I felt a giant bubble of joy—I couldn’t help it—and then the joy was encased in a metallic terror.

“I’ll need to do a few things for my security, Nick,” she said. “Just because, I have to say, it’s almost impossible to trust you. To start, you’ll have to delete your book, obviously. And just to put that other matter to rest, we’ll need an affidavit, and you’ll need to swear that it was you who bought the stuff in the woodshed and hid the stuff in the woodshed, and that you did once think I was framing you, but now you love me and I love you and everything is good.”

“What if I refuse?”

She put her hand on her small, swollen belly and frowned. “I think that would be awful.”

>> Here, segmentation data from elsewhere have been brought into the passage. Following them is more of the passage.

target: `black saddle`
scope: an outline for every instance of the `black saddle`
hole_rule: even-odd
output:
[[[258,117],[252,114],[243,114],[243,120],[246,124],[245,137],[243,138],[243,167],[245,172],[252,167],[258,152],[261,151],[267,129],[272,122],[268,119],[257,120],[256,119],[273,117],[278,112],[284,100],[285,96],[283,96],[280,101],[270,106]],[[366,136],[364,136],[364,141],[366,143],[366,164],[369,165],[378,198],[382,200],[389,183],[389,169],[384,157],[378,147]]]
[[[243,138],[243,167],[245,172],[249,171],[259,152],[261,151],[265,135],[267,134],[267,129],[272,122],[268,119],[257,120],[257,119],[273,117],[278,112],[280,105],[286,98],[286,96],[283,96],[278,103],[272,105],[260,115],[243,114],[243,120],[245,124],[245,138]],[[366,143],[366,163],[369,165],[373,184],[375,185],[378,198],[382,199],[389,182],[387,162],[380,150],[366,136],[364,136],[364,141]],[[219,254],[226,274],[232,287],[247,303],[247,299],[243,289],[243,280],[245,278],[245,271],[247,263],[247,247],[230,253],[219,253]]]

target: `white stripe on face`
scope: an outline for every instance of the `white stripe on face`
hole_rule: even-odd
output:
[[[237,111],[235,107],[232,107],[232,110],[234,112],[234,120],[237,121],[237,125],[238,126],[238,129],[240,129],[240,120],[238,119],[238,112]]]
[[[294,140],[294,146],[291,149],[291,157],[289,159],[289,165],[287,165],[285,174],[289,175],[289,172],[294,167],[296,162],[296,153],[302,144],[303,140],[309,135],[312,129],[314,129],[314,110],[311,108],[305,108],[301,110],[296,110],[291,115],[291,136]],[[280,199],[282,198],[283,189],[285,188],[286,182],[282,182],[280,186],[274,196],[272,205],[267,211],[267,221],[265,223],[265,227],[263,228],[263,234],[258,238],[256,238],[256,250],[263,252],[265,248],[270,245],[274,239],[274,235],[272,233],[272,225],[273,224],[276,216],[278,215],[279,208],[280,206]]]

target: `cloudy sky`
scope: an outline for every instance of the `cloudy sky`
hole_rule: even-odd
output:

We had spent years battling for control of our marriage, of our love story, our life story. I had been thoroughly, finally outplayed. I created a manuscript, and she created a life.

I could fight for custody, but I already knew I’d lose. Amy would relish the battle—God knew what she already had lined up. By the time she was done, I wouldn’t even be an every-other-weekend dad; I would interact with my child in strange rooms with a guardian nearby sipping coffee, watching me. Or maybe not even that. I could suddenly see the accusations—of molestation or abuse—and I would never see my baby, and I would know that my child was tucked away far from me, Mother whispering, whispering lies into that tiny pink ear.

“It’s a boy, by the way,” she said.

I was a prisoner after all. Amy had me forever, or as long as she wanted, because I needed to save my son, to try to unhook, unlatch, debarb, undo everything that Amy did. I would literally lay down my life for my child, and do it happily. I would raise my son to be a good man.